A lei exige que o cargo de Chefe de Gabinete seja exercido em regime de exclusividade. No entanto, a investigação da Rádio Regional apurou um facto insólito: à data de hoje, Paulo Jorge Rodrigues Afonso continua registado na ERC, não com um mas com vários cargos profissionais alheios à Autarquia de Bragança.

Confrontado pela Rádio Regional, Paulo Afonso recusou responder às questões concretas, limitando-se a afirmar: “à data de hoje, não tenho conhecimento de qualquer impedimento ou incompatibilidade para o exercício das minhas atuais funções [Chefe de Gabinete]“.
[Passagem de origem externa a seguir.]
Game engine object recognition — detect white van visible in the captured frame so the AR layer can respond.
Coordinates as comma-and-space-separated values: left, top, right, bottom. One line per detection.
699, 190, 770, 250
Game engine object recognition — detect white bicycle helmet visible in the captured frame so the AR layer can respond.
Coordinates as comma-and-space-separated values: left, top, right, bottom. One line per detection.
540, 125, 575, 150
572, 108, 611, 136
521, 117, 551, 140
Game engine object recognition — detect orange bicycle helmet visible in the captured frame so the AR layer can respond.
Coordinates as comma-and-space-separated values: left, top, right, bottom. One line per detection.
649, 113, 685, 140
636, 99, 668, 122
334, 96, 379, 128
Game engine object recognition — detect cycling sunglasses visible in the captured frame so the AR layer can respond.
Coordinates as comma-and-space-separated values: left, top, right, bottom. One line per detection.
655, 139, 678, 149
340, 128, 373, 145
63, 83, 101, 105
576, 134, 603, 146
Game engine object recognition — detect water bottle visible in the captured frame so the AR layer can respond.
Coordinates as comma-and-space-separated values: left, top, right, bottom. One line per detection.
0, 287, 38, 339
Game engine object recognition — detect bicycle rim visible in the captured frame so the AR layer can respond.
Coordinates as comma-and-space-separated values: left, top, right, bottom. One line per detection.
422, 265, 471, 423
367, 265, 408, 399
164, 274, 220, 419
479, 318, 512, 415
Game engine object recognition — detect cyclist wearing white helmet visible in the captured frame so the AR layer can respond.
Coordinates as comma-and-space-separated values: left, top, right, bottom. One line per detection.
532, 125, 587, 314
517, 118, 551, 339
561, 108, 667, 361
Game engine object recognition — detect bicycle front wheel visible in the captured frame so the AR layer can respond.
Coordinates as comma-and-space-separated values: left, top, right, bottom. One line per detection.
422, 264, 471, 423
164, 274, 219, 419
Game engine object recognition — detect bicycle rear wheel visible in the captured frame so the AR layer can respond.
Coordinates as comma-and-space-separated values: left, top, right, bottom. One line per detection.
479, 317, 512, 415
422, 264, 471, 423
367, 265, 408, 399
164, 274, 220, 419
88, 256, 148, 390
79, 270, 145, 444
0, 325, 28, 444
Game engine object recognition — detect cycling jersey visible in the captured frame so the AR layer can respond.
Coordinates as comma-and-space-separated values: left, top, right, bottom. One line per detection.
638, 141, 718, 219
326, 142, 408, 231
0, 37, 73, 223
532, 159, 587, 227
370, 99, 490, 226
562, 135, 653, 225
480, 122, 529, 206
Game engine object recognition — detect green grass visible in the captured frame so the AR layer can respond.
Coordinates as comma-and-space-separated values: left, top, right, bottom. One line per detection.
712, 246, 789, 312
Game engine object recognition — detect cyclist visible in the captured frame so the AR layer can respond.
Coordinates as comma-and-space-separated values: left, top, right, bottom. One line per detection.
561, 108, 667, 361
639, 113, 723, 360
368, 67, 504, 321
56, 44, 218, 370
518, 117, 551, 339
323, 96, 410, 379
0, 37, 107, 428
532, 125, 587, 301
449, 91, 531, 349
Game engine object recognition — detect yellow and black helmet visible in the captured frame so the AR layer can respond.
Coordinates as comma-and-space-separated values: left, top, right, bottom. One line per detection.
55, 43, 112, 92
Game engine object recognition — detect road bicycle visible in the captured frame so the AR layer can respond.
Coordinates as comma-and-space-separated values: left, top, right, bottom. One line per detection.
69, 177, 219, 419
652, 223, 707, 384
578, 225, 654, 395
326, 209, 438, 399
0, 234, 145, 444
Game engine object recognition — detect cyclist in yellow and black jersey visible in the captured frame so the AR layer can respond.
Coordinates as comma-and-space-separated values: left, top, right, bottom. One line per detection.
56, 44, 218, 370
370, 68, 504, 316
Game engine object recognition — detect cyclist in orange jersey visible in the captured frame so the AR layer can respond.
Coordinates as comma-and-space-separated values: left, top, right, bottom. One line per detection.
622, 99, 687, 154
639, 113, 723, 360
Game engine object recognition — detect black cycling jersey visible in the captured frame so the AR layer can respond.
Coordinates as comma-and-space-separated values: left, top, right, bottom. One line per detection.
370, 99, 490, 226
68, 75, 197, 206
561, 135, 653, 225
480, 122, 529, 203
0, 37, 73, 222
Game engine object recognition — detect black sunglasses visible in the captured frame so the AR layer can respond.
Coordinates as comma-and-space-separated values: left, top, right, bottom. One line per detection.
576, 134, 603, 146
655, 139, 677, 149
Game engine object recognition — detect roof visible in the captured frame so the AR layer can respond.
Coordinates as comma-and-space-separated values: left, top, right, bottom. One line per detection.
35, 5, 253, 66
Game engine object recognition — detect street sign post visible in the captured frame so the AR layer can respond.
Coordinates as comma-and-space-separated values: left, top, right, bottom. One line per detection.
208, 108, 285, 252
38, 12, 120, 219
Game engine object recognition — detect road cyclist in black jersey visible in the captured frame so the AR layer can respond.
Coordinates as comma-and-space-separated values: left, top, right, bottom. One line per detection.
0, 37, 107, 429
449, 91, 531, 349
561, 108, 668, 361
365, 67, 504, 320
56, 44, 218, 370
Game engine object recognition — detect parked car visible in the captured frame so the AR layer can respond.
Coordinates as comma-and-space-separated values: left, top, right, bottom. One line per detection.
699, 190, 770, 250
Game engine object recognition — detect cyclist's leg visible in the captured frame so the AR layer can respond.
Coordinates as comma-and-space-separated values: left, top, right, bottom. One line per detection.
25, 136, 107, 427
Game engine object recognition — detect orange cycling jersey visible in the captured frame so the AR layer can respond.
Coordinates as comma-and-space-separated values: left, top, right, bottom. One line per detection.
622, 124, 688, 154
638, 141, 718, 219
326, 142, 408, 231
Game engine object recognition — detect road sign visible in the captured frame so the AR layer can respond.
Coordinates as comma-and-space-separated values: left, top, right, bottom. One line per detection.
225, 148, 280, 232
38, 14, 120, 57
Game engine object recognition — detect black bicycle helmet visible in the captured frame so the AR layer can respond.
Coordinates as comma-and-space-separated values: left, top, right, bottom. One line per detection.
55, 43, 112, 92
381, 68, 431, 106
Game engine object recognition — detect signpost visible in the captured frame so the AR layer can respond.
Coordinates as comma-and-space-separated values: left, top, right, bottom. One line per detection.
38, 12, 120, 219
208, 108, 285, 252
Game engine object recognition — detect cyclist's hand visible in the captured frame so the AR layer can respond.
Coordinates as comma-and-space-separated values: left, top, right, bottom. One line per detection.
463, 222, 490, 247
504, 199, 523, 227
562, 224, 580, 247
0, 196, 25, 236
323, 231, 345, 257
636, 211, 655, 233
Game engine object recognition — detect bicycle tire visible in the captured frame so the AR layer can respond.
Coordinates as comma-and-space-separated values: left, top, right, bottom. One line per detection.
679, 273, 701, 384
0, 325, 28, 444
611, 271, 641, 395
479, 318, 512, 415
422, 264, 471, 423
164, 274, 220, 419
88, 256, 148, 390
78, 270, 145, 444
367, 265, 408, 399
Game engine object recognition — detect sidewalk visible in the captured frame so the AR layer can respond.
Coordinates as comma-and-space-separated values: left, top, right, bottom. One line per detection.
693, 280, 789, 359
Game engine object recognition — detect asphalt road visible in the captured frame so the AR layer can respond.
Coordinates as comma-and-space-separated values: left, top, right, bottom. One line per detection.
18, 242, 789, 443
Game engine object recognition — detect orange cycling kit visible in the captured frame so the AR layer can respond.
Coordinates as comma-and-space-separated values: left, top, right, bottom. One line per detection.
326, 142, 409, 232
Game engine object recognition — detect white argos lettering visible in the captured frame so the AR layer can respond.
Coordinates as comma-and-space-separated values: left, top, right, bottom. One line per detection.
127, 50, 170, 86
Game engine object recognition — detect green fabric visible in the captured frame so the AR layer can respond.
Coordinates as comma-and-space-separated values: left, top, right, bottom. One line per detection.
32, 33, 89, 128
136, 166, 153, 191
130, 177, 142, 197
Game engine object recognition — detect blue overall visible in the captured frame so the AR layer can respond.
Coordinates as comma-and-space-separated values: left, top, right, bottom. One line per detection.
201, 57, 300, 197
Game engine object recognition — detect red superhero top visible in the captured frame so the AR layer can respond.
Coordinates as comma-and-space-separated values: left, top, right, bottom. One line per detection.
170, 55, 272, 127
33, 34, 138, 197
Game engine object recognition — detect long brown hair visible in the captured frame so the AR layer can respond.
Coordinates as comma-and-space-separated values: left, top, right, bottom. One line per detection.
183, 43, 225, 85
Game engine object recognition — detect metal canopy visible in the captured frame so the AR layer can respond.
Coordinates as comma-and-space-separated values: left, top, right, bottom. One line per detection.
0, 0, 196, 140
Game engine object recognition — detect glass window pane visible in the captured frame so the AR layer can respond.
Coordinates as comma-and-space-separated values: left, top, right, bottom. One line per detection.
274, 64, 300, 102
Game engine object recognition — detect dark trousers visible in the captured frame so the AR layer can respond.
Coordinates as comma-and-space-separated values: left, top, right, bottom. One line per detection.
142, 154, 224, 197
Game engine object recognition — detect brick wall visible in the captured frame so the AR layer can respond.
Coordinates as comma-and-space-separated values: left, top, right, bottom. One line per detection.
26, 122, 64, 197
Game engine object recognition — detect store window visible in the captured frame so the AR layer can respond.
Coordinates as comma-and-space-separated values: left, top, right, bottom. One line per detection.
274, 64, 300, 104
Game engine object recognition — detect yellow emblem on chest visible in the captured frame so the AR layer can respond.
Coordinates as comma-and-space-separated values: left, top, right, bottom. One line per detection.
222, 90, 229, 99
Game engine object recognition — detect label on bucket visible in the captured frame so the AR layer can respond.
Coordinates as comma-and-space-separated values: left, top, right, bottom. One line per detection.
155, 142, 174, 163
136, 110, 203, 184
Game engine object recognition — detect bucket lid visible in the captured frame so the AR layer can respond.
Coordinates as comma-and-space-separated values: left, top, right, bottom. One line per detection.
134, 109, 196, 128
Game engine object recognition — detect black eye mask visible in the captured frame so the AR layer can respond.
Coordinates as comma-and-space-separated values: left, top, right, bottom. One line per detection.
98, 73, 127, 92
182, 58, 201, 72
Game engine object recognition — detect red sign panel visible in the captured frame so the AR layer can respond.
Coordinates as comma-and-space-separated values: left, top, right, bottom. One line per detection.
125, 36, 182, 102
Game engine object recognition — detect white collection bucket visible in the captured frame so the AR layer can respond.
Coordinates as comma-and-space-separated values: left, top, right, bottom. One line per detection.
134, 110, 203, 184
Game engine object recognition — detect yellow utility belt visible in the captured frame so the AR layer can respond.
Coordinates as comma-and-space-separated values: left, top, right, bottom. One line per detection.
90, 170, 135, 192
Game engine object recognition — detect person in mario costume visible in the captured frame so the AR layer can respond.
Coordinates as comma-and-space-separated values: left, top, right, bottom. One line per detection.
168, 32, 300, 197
Sucede que a ERC não reconheceu a venda (porque não foi autorizada) foi perentória ao confirmar à nossa redação que Paulo Afonso à data de hoje ainda exerce formalmente os seguintes cargos, independentemente de ser remunerado ou não, e que a sua exoneração nunca foi requerida legalmente:

Cooperativa de Radiodifusão Brigantia: Presidente do Conselho de Administração (remunerado)

PressNordeste: Gerente (remunerado)

Associação Portuguesa de Imprensa: Vogal Suplente (não remunerado)

E eis a prova:

Na imagem: Prova documental dos cargos que Paulo Afonso exerce à data de hoje. Informação fornecida pela ERC, Entidade Reguladora para a Comunicação Social.

Além destes, Paulo Afonso é ainda Diretor da estação de rádio da PressNordeste, conforme prova documental que publicamos à data de hoje:

Na imagem: Prova documental dos cargos que Paulo Afonso exerce à data de hoje. Informação fornecida pela ERC, Entidade Reguladora para a Comunicação Social.

O “faz de conta” está-lhe no sangue. Em tempos não muito distantes Paulo Afonso fez vários diretos de televisão para o RTP e Porto Canal onde se apresentava e praticava atos próprios de jornalista sem nunca possuir título profissional ou equiperado emitido pela Comissão de Carteira Profissional de Jornalista (CCPJ). O exercício de facto da profissão sem o respetivo título habilitador configura a prática de crime de usurpação de funções.

Na imagem: Paulo Afonso na prática de atos próprios de jornalista sem nunca o ter qualquer título profissional habilitador. Tal conduta configura crime de usurpação de funções.

Isabel Ferreira, questionada sobre os indícios de violação de exclusividade do seu chefe de gabinete, remeteu-se ao silêncio sobre a legalidade da situação, afirmando apenas que a nomeação  (e exoneração) é da sua competência … Mas isso todos os eleitores sabem.

As Reações Políticas: “Jobs for the Boys”

O caso já extravasou a conversa de corredores e chegou à política local. Nuno Fernandes, líder da Iniciativa Liberal em Bragança, não poupa nas críticas.

“É mais um dos muitos novos empregos de utilidade duvidosa que Isabel Ferreira quer criar. Vai representar um acréscimo de meio milhão de euros em custos fixos. Por este andar, a autarquia torna-se no maior empregador do concelho, e não é este o caminho”, alertou o liberal.

No mesmo tom, os vereadores sem pelouro Nuno Moreno (independente) e Ana Soares (PSD), em artigos de opinião no Mensageiro de Bragança, questionam o mérito e a utilidade destas contratações, com Moreno a relembrar a marca socialista dos “jobs for the boys”.